Peripheral smear clues for Bordetella pertussis

Soumya Pandey and Neslihan Cetin

A 2-month-old girl, who was current on her immunizations and had no prior illness, presented to the emergency department with a 2-week history of progressive cough and shortness of breath. A chest radiograph revealed bilateral peribronchial thickening. Complete blood count results revealed a white blood cell count of 38.6 × 109/L (71% lymphocytes, 19% segmented neutrophils, 6% monocytes, 3% bands, and 1% metamyelocytes); hemoglobin level was 10.7 g/dL, and platelet level was 425 × 109/L. Morphologic examination of the peripheral blood smear revealed numerous mature lymphocytes with scant cytoplasm, condensed chromatin, and clefted nuclei—characteristic of Bordetella pertussis lymphocytosis. Real-time polymerase chain reaction was positive for B pertussis and negative for respiratory syncytial virus and influenza A and B. The patient was treated with azithromycin and prednisolone.

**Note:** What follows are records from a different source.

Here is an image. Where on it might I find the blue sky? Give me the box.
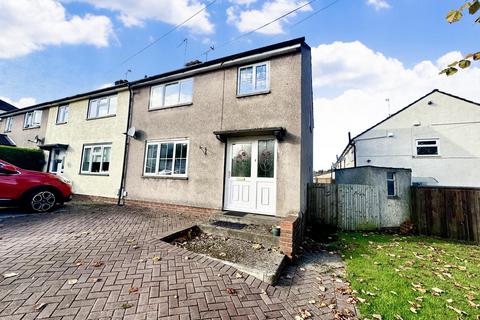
[0,0,480,169]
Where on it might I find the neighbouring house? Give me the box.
[0,82,130,198]
[0,38,313,222]
[124,38,313,217]
[335,166,412,228]
[334,90,480,187]
[0,99,17,114]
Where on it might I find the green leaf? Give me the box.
[446,10,463,23]
[468,0,480,14]
[458,59,472,69]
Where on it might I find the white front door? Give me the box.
[48,148,66,175]
[224,138,277,215]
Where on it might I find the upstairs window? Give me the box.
[23,110,42,129]
[4,117,13,132]
[80,144,112,174]
[144,140,188,177]
[57,105,68,124]
[416,139,440,156]
[387,172,397,197]
[88,95,117,119]
[148,78,193,109]
[237,62,270,95]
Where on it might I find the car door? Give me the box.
[0,162,22,201]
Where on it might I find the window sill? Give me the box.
[142,175,188,180]
[237,89,270,98]
[148,102,193,111]
[87,114,117,121]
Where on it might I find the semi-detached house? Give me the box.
[2,38,313,221]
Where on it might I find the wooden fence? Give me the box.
[308,184,382,230]
[412,187,480,243]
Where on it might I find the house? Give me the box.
[123,38,313,216]
[0,99,17,114]
[334,90,480,187]
[0,83,130,198]
[0,38,313,221]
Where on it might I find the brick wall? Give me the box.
[280,215,305,259]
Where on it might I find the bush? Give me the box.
[0,146,45,171]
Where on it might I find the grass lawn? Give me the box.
[333,233,480,320]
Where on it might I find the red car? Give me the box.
[0,160,72,212]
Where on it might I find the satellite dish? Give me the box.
[127,127,137,138]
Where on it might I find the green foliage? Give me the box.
[333,232,480,320]
[440,0,480,76]
[0,146,45,171]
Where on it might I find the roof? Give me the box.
[0,37,310,117]
[0,133,15,147]
[0,99,18,112]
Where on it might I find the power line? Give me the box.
[199,0,320,57]
[118,0,217,66]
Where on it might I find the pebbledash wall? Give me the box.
[125,43,313,216]
[45,89,130,198]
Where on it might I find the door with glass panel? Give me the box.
[225,138,276,215]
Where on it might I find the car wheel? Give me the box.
[28,190,57,212]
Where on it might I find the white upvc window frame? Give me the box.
[148,77,195,110]
[80,143,112,175]
[415,138,440,158]
[23,110,42,129]
[237,61,270,96]
[87,94,118,120]
[387,171,397,198]
[3,117,13,132]
[55,104,70,124]
[143,138,190,178]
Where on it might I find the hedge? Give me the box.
[0,146,45,171]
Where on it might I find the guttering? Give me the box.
[117,82,133,206]
[132,44,301,88]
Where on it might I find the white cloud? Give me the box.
[367,0,391,11]
[0,0,113,59]
[227,0,312,35]
[75,0,214,34]
[0,97,37,108]
[312,41,480,169]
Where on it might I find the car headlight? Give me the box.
[56,176,72,185]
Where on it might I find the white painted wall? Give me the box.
[355,91,480,187]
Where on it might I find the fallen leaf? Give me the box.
[35,302,47,311]
[3,272,18,278]
[128,288,138,294]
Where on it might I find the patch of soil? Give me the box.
[173,233,283,270]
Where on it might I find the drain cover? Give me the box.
[212,221,247,230]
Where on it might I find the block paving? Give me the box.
[0,202,356,320]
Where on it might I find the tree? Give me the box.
[440,0,480,76]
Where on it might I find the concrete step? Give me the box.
[198,220,280,247]
[213,211,281,227]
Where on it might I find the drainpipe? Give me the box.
[117,82,133,206]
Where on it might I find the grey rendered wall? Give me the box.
[300,45,314,212]
[335,167,411,228]
[125,53,303,216]
[1,109,49,148]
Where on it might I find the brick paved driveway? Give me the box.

Pertussis has a wide spectrum of presentation, and a high index of suspicion must be maintained. Analyzing culture is the gold standard for diagnosis; however, polymerase chain reaction is a rapid and more sensitive test. Studies of pertussis in children show absolute lymphocytosis in >50% of patients, and characteristic small, mature lymphocytes with hyperchromatic, cleaved nuclei may account for as much as 56% (12%-56%; mean, 31%) of total lymphocytes. This case emphasizes the importance of peripheral blood smear evaluation as a diagnostic tool until other results become available.